Unternehmensberichte (Erwartungen für den 2. März): USA, Europa, Asien

Der Montag ist normalerweise bedeutend reicher an Berichten. Unter den Unternehmen, die Investoren oft wegen ihrer Kapitalisierung und Einfluss auf Indizes/Sektoren beobachten:

  • USA (ausgewählt): Okta (OKTA), MongoDB (MDB), Heico (HEI), AES (AES), Norwegian Cruise Line (NCLH), ADT (ADT), Sealed Air (SEE), California Resources (CRC) und eine Reihe von Technologie-/Energieemittenten.
  • Europa (ausgewählt): Unternehmen aus der Infrastruktur- und Energiebranche, einschließlich Emittenten wie Cellnex (CLNX) und Galp (GALP), je nach genauer Veröffentlichungszeitplanung.
  • Asiatische Märkte: Berichte großer lokaler Emittenten und Banken sind möglich – besonders wichtig für Investoren, die den Nikkei 225 und regionale Lieferketten bewerten.

Praxis für Investoren: Vorab „hochrisikobehaftete Zeitfenster“ markieren (vor der Eröffnung/nach dem Schließen), Hedging für Indizes (S&P 500, Euro Stoxx 50) festlegen und die Korrelationen des Portfolios mit Öl/Gas überprüfen.

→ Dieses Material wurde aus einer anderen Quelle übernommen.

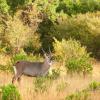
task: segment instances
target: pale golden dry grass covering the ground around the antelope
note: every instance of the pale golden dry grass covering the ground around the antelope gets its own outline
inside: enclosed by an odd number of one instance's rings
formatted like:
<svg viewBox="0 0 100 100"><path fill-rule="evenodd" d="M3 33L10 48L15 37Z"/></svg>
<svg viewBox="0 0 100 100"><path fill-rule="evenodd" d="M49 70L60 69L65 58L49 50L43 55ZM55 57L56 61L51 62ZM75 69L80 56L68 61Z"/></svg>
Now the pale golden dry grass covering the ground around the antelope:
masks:
<svg viewBox="0 0 100 100"><path fill-rule="evenodd" d="M47 92L35 92L34 83L35 78L23 76L21 83L15 83L20 91L22 100L64 100L67 95L75 93L85 89L92 81L100 82L100 62L93 64L92 76L83 78L75 75L70 77L68 75L62 75L57 80L54 80L52 86L48 88ZM10 84L12 74L9 72L0 72L0 86ZM60 87L60 84L66 83L65 86ZM100 100L100 91L90 92L90 100Z"/></svg>

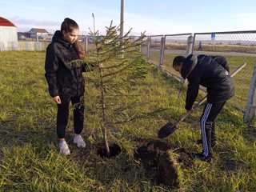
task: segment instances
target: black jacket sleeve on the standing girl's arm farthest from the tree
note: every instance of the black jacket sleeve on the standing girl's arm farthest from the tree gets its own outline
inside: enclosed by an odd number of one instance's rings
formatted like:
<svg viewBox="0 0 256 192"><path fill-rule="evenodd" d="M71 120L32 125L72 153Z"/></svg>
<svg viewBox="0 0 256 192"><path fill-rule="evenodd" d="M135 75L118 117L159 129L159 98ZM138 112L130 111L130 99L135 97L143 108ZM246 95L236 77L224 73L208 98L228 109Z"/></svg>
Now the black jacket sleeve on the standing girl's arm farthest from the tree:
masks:
<svg viewBox="0 0 256 192"><path fill-rule="evenodd" d="M48 46L46 50L46 81L48 83L48 90L51 97L58 96L57 71L58 71L58 57L54 53L53 47Z"/></svg>

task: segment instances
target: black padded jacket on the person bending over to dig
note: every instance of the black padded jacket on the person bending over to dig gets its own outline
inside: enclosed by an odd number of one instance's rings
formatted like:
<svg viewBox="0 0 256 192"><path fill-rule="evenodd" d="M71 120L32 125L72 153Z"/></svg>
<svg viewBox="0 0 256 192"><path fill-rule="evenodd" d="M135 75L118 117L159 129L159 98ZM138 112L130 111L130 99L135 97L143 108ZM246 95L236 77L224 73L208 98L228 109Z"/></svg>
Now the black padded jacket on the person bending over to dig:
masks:
<svg viewBox="0 0 256 192"><path fill-rule="evenodd" d="M182 65L182 78L189 85L186 92L186 110L191 110L198 96L199 86L207 89L207 102L226 102L234 96L234 83L226 58L222 56L194 56L190 54Z"/></svg>

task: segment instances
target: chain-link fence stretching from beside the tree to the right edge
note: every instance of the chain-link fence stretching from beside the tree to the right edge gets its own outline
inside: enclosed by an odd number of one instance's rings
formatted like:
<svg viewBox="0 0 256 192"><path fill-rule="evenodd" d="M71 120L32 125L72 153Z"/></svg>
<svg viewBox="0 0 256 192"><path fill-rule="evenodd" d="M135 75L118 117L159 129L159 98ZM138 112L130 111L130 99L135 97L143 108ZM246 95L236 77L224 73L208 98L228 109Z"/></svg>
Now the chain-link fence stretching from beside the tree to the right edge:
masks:
<svg viewBox="0 0 256 192"><path fill-rule="evenodd" d="M169 34L149 36L146 40L146 57L162 70L180 80L173 70L175 56L188 54L222 55L226 57L230 71L246 63L235 77L235 96L230 103L245 111L248 101L250 79L256 64L256 31L211 32L192 34ZM144 53L144 51L143 51Z"/></svg>

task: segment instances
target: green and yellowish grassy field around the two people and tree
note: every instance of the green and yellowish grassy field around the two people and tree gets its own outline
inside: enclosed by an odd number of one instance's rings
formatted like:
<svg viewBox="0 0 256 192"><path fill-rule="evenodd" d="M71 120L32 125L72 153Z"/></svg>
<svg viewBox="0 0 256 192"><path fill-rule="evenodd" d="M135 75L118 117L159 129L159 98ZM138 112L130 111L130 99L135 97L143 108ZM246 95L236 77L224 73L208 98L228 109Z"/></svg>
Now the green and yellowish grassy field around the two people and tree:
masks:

Fazit: Worauf Investoren aus dem CIS-Raum vor der Eröffnung der Woche achten sollten

Der Hauptinhalt des Sonntags, den 1. März 2026, liegt in der Vorbereitung auf den Montag. Im Fokus stehen: (1) die offiziellen PMI aus China als Signal für die weltweite Nachfrage und den Rohstoffzyklus; (2) der russische PMI als Frühindikator für die inländische Geschäftstätigkeit und den Preisdruck; (3) die energetische und regulatorische Agenda Europas, die auf die Risikoprämien in Rohstoffanlagen Einfluss nehmen kann; (4) eine Liste von wichtigen Unternehmensberichten für den nächsten Arbeitstag, die den Ton für die Indizes S&P 500, Euro Stoxx 50, Nikkei 225 und IMOEX angeben können.

Vor der Eröffnung der Woche sollte der Investor: die Szenarien für Zinsen und Inflation aktualisieren, Risikoniveaus für Positionen festlegen, die Exposition gegenüber Rohstoffen und Währungen überprüfen und im Voraus bestimmen, welche Berichte und makroökonomischen Veröffentlichungen entscheidend für die Struktur seines Portfolios sind.